I mean, to some degree, I get it. Occasionally — royalty aside — once every generation or two, a captivating figure comes along who just happens to be royalty. With Princess Diana, I got it. She was a compelling figure on the world stage, almost despite of being a royal. (And her ultimate separation from the royal family did nothing to lessen her intrigue, in my opinion.)
I can see why Meghan Markle is similarly captivating. As noted by The New York Times, “she brought elements to the royal family that would have been unthinkable not so long ago: She is American, a former actress, biracial, divorced and a self-described feminist.” Those things certainly set her apart from what we generally associate with Buckingham Palace. And, assuming she will at some point delve into philanthropic endeavors, there is a wealth of untapped potential to become an even more compelling figure. (As for Harry, I remain unconvinced.)

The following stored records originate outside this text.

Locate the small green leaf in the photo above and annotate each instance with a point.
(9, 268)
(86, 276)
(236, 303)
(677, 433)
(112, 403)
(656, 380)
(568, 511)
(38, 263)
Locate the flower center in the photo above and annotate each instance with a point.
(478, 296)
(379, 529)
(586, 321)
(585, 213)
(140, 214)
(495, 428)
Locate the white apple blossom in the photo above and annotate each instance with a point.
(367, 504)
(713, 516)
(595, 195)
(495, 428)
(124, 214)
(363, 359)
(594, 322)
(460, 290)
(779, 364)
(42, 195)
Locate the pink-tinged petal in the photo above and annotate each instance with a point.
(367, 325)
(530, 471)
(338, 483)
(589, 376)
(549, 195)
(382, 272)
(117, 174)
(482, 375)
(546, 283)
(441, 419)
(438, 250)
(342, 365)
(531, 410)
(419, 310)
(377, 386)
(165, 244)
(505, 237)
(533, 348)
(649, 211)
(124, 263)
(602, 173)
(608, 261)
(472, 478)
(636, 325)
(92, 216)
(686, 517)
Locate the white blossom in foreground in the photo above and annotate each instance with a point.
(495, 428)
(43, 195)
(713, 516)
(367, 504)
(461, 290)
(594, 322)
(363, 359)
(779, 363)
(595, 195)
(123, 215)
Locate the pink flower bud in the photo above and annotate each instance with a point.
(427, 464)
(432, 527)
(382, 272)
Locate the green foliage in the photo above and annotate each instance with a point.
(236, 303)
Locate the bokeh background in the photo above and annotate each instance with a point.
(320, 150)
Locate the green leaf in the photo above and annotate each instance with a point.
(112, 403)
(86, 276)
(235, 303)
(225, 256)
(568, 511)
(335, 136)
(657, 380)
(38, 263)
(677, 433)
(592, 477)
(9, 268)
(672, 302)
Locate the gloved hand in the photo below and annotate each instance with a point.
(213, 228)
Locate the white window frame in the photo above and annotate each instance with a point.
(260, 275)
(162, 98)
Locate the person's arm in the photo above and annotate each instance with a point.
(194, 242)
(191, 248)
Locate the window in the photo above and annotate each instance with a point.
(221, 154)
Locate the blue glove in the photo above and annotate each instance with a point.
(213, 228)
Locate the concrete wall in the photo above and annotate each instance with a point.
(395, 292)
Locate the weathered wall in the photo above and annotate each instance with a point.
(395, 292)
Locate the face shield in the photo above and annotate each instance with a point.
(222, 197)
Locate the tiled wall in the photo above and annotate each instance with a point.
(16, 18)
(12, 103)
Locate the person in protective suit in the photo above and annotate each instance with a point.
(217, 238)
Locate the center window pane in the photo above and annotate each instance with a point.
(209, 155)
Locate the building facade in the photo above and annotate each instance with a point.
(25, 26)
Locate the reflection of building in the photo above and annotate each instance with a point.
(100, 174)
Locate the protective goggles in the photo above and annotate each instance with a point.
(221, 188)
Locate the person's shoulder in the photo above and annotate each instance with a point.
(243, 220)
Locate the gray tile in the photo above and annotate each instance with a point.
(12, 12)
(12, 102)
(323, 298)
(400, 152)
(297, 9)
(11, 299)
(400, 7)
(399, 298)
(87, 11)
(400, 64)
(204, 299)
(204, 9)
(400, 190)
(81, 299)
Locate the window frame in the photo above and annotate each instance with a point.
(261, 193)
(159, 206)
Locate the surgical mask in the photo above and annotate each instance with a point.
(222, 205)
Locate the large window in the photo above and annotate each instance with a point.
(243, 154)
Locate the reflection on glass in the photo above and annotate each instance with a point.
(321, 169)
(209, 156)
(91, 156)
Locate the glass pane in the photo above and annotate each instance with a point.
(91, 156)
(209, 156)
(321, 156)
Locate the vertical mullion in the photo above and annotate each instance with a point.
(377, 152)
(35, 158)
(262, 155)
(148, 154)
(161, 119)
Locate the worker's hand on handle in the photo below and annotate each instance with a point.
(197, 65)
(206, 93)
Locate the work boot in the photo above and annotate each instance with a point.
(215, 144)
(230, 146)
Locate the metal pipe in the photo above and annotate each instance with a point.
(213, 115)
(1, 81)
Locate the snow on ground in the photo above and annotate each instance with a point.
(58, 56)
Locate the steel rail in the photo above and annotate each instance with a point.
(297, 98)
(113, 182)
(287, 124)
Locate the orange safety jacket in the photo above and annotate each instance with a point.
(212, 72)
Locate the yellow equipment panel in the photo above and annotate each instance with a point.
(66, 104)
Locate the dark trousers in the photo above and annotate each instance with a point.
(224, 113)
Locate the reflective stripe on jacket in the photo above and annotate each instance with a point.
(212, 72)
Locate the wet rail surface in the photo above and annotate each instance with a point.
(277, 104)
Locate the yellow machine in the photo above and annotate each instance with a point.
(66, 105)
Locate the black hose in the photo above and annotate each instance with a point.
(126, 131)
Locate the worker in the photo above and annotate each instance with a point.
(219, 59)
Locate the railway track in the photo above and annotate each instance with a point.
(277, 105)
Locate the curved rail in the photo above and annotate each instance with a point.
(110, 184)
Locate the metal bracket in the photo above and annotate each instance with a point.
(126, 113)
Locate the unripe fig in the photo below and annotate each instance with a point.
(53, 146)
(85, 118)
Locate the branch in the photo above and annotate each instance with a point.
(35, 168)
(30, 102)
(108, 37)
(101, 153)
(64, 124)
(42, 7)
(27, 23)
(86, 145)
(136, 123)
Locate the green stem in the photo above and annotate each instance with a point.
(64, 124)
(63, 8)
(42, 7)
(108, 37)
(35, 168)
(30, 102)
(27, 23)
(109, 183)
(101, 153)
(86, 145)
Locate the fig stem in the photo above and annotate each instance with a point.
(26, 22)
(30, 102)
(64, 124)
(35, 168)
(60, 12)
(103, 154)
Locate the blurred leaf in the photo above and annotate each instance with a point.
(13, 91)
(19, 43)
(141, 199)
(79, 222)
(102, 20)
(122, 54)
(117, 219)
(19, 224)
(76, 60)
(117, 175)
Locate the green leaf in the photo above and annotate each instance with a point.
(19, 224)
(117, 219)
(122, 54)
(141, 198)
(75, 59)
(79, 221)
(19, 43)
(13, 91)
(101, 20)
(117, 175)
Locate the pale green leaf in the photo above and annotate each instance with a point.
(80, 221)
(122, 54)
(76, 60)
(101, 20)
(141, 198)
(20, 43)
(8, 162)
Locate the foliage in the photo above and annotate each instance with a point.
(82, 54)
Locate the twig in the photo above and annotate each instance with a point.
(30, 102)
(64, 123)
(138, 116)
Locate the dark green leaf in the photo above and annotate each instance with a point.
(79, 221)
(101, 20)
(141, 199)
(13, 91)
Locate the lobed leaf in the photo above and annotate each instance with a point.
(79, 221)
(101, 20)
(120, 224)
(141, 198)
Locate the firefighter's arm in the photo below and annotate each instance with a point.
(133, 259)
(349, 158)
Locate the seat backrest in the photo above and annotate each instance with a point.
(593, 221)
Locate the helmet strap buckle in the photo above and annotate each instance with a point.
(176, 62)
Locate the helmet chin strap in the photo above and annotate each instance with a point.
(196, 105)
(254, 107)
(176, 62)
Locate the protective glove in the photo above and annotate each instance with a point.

But, the typical giggles and blushing that we see around royal weddings and which we witnessed when William and Kate welcomed their first child, Prince George — I just don’t get it. Perhaps it’s as simple as the childhood allure of fairytales, Disney princesses and Prince Charming. Or maybe it’s more deeply rooted in our psyche.
Whatever the case may be, I’m not buying into it — even if that’s an #UnpopularOpinion.